I’ve featured photos from the Fujifilm GFX 50S II for the last several posts. Today, I explain why I upgraded from my previous Fujifilm GFX 50R. They both use the same sensor, so the image quality is identical. However, there are features and benefits to the new model that, when added together, made for a worthwhile improvement.
The Fujifilm GFX 50S II is the newest Fuji camera announced in September 2021. I casually played with it in December during Precision Camera’s Winter Expo, not expecting to buy it. The calculus changed, however, when I factored in multiple considerations. Plus, I got a slight discount, and the trade-in value of the GFX 50R was better than expected. I jumped on the 50S II and have been thrilled with the upgrade.
Number one on my list is in-body image stabilization. Fuji’s previous stabilizing attempts have been okay. But have lagged behind Olympus. I was surprised the GFX’s stabilization was quite capable, especially when factoring in the size of the sensor. I’m told a larger sensor is more challenging to stabilize. The smaller micro 4/3 sensors allowed Olympus to do remarkable things like 2 seconds or longer hand-held exposures. Testing at Precision Camera, I managed a 1-second sharp picture. Though this was an outlier. I can easily and consistently create 1/5 of second exposures. That’s roughly in line with what I got on the older Olympus PEN-F. In fact, today’s photo and the last several were all at 1/5 of a second, hand-held. As I explained in this post. I bought an EF lens adapter for Canon image-stabilized lenses on the GFX 50R. That didn’t work as well as I had hoped. The GFX 50S II completely fixed this issue.
I also wanted faster focusing. The GFX 50R was pokey. Perfectly adequate for architecture and possibly for street photography. It was really pushing it for portraiture. I was eyeing a future purchase of the Fuji GFX 100S, which featured faster phase-detect focusing. However, the $6000 camera was years away. I noticed improved focusing with the GFX 50S II. Not as quick as the 100S, of course. But noticeably faster than my original 50R model. While the GFX 50S II still uses only contrast-detect focusing. The fast processor and new algorithms have improved focusing speed. It has made portrait shooting more enjoyable and accurate.
There are numerous ergonomic and build-quality improvements over the GFX 50R, with GFX 50S II using the same body as the GFX 100S. I prefer the physical exposure compensation and shutter speed dials of the older 50R. However, the change in form factor, the UBS-C charging, and other niceties are a net positive.

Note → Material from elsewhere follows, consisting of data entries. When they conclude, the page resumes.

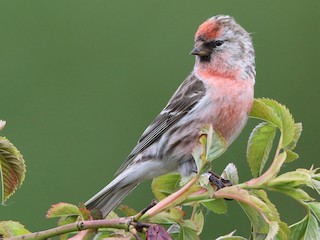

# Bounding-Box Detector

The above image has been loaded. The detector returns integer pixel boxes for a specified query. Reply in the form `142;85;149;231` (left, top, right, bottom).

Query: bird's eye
214;40;223;47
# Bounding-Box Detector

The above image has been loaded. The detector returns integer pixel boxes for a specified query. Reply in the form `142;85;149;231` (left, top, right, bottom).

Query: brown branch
6;217;132;240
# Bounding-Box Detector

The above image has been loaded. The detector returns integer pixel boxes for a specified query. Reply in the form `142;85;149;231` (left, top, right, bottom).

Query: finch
85;15;256;217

Finally, Fuji had a special bundling deal where I could get the GF35mm-70mm zoom lens for $500. That was half off the list price. When factoring in the lens deal, my trade-in value, and the discount. I paid an acceptable additional charge to get into the GFX 50S II. After 5 months of solid use, the upgrade was totally worth it.
How about the GFX 100S? I can imagine someday getting the higher-resolution model. Maybe used at a significant discount. But not for a while. 51MP is more than enough for me, and 102MP is overkill for many of my photos. However, as scary as this sounds. I’ve gotten used to 51MP and no longer find it as impressive as I once thought. That’s how these things go. You ratchet up the capabilities, and it becomes the new baseline. 102MP no longer sounds as outrageous as it once did.